All of these birds have been assisted to the UK by the warm southerly airflow that we are experiencing, and this is to continue over the weekend and into next week, with the wind turning to the magical south-east on Saturday. This could be the day to be out. These light winds make ideal conditions for migrants heading north from Africa but as can been seen from the list of Mediterranean birds above the southerly winds sometimes make it difficult for birds to put the brakes on. 

So, what can we expect? This weekend has the potential to be the biggest weekend of the spring. There should be lots of common migrants arriving at coastal watchpoints. More Swallows, Redstarts and Cuckoos should make it to inland sites, along with the first real influx of House Martins and Sedge Warblers.  Who knows what else might turn up from the Mediterranean. Black Kite has to be on the cards but a Moussier's Redstart would be the icing on many a birdwatcher's cake. With high pressure extendng all the way from northern England to the deserts of the Sahara this might not be such a crazy suggestion!

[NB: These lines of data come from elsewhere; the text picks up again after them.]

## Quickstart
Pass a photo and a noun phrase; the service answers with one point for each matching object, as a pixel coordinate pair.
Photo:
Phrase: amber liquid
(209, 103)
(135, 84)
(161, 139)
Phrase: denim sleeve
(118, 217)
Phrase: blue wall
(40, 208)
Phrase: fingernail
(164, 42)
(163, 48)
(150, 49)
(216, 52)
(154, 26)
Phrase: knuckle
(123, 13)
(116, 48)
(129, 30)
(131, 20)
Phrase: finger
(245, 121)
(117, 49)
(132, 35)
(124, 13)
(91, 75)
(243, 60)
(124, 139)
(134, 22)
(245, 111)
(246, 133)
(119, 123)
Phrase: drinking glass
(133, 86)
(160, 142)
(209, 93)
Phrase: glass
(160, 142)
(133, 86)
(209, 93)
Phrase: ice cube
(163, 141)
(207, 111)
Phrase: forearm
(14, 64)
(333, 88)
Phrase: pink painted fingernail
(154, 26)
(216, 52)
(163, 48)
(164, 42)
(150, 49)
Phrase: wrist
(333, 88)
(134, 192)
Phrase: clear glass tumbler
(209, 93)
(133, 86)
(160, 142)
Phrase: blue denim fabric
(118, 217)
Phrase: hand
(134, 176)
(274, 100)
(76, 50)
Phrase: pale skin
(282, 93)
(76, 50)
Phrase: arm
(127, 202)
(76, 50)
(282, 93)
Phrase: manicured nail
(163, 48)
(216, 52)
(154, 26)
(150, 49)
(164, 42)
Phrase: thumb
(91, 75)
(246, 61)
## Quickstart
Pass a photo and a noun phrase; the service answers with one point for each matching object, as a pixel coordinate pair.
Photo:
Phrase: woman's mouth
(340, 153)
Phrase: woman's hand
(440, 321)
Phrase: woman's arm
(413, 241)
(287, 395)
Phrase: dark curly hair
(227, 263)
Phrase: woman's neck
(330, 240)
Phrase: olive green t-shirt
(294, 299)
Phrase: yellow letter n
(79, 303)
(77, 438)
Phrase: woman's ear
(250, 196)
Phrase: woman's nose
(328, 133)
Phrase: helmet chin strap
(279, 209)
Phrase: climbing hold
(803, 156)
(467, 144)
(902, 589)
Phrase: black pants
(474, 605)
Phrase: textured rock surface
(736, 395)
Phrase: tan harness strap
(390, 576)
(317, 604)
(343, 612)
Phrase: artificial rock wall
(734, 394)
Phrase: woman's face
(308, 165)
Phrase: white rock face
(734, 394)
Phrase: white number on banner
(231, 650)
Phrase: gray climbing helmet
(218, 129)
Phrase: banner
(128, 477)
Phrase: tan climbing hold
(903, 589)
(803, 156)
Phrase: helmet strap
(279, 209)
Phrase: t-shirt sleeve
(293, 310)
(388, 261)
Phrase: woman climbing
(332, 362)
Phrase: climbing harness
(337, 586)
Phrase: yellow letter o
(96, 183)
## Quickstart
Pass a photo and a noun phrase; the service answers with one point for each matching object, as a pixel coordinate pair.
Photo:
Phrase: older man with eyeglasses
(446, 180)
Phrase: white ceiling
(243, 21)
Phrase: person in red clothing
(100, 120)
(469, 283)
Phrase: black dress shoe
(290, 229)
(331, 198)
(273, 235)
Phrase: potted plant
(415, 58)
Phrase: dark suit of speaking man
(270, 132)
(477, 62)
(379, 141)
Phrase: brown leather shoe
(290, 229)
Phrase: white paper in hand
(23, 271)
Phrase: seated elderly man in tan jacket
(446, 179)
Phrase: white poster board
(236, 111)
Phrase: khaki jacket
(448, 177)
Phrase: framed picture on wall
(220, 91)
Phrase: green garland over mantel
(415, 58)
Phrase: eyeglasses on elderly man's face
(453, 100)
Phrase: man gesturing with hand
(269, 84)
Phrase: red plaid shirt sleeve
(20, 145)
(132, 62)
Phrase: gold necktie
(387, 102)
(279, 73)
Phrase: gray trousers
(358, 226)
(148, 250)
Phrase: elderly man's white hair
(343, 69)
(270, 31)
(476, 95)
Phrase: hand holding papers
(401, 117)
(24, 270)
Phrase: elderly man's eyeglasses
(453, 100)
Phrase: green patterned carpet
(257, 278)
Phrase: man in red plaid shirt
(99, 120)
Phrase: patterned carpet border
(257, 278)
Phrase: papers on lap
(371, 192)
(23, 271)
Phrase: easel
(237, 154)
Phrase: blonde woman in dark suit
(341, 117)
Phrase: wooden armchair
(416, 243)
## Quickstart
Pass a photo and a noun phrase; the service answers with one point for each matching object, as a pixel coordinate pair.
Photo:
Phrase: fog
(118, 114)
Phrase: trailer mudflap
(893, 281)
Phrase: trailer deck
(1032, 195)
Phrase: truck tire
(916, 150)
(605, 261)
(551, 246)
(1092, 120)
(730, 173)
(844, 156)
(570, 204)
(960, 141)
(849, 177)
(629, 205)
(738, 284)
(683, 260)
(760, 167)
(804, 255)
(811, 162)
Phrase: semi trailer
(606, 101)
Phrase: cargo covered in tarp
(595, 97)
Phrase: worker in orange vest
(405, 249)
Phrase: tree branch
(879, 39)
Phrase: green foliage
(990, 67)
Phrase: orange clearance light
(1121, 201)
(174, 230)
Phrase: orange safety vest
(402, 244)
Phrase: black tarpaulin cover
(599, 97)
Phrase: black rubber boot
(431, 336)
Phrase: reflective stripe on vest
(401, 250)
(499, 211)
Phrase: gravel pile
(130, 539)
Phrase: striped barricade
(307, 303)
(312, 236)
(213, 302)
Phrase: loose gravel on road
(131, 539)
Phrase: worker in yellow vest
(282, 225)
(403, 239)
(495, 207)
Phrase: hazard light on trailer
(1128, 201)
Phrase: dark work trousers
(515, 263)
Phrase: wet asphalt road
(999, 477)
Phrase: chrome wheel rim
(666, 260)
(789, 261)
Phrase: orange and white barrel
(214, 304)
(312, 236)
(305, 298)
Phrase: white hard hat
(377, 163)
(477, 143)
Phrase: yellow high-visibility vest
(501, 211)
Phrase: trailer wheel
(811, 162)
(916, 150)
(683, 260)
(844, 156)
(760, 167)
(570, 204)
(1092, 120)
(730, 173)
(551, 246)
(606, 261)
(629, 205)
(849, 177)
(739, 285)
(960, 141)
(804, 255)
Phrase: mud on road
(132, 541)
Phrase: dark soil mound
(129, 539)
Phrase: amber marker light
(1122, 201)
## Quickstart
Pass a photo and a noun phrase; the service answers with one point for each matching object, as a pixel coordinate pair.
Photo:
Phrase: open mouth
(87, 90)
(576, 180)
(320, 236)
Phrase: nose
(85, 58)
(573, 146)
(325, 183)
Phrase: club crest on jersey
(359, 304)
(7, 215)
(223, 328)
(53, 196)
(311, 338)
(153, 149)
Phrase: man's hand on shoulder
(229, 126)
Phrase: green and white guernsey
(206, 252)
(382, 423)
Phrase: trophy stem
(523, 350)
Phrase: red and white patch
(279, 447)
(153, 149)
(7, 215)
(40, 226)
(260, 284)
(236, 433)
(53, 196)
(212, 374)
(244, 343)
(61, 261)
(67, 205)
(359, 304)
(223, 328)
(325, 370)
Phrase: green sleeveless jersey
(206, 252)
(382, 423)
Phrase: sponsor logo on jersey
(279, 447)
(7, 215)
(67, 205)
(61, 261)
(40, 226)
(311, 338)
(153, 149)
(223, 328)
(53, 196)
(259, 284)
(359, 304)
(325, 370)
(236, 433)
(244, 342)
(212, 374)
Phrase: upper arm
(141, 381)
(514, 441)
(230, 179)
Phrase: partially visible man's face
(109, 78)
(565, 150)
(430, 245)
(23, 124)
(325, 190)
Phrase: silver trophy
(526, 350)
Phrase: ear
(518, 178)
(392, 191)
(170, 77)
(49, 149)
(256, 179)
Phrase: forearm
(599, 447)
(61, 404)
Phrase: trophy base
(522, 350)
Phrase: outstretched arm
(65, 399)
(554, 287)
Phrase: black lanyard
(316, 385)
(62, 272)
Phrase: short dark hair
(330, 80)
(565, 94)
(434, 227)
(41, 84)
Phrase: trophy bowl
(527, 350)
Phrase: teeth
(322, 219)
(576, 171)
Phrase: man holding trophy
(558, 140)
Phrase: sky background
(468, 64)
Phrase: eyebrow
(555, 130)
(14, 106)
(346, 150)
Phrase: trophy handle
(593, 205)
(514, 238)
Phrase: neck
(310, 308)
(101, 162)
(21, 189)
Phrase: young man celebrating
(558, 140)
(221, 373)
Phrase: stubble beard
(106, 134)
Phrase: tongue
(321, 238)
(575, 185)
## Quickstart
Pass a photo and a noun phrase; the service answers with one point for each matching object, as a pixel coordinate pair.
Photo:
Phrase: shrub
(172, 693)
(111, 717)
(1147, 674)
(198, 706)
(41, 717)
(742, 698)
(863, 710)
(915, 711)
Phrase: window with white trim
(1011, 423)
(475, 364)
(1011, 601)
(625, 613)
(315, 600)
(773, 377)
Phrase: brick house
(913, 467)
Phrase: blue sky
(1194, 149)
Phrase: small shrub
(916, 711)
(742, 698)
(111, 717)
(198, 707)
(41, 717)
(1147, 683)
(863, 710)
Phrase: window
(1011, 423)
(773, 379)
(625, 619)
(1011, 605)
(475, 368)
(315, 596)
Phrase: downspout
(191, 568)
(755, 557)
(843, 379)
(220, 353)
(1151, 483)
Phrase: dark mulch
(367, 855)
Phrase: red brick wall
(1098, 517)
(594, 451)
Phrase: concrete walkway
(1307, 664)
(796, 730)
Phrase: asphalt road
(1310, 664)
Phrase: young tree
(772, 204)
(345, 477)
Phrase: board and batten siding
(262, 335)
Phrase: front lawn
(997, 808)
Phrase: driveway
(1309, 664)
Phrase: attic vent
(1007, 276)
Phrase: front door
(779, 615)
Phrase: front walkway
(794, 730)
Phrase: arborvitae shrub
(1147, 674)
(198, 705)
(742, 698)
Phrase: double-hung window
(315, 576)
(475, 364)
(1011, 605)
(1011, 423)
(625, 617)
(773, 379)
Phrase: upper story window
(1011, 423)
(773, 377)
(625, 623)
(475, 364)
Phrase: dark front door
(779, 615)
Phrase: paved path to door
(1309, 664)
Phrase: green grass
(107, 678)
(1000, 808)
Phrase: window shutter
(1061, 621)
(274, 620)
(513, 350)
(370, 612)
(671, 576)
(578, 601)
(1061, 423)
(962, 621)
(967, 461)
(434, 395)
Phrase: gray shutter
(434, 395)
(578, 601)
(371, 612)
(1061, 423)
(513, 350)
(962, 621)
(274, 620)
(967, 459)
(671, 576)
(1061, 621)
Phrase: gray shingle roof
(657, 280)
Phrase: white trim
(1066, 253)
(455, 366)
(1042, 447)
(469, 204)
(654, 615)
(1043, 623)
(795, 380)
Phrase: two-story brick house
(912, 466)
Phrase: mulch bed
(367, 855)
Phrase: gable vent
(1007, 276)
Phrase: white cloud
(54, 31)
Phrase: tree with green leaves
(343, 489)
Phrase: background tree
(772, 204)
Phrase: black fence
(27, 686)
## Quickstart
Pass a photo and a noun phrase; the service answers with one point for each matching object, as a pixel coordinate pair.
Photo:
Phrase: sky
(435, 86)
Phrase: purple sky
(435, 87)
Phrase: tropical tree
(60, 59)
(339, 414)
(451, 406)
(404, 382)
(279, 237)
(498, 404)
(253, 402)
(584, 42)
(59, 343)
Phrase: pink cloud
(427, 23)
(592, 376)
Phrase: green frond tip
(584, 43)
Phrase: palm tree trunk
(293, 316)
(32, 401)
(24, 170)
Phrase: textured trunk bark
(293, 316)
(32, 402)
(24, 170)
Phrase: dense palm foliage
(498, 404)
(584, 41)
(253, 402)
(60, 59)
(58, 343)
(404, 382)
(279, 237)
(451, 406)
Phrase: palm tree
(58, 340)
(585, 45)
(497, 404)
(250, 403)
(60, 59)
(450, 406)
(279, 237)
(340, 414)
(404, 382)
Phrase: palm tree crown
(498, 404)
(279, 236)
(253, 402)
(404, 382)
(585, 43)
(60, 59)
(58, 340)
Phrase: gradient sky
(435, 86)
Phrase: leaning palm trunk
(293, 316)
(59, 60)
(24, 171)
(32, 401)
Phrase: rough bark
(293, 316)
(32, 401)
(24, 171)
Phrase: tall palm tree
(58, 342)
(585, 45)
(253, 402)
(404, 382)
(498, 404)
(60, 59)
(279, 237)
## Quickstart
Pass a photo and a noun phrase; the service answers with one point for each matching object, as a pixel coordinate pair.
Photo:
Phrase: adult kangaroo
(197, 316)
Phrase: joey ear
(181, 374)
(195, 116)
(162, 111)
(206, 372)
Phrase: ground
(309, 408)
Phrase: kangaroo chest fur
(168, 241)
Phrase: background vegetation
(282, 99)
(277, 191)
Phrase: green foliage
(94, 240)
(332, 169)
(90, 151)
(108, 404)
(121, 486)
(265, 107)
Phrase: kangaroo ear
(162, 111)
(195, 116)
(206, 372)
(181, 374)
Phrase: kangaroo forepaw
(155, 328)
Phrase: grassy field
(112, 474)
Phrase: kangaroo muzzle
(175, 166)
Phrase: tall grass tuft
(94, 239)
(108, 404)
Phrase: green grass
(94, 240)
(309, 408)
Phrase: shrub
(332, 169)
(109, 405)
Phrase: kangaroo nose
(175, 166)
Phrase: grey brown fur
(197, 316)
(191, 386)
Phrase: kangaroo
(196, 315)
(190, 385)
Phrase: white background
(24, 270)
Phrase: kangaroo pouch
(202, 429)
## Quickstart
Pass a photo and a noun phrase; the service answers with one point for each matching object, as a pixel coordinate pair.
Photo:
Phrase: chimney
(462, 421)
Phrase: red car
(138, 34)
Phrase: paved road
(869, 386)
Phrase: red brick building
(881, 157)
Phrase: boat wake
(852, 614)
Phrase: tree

Take a look at our interactive BTO Migration Timeline to keep track of all the arrivals.
Above: Black Kite by Jill Pakenham

Tuesday 5 April 2011

Promise of Cuckoos this weekend


Above: Cuckoo by Edmund Fellowes

The promise of the first large arrival of Swallows at the beginning of the week was spoiled somewhat by the strength of the south-westerly wind. High pressure over most of southern Europe did mean that some migrants that breed there failed to put the brakes on and duly arrived here in the UK.

Above: Hoopoe by Andy Mason

Around a dozen Hoopoes, three Alpine Swifts, three Purple Herons and singles of Western Subalpine Warbler, Short-toed Lark and Black Stork were all seen. The winds have kept migration slow this week but promise to turn south-easterly and weaken on Saturday, and with high pressure dominating from North Africa to the UK providing ideal migration conditions, this weekend has the potential to be the biggest of the spring so far. My prediction will be the first multiple arrival of Cuckoos into the UK, around ten days ahead of their average arrival date. Take a look at our migration timeline.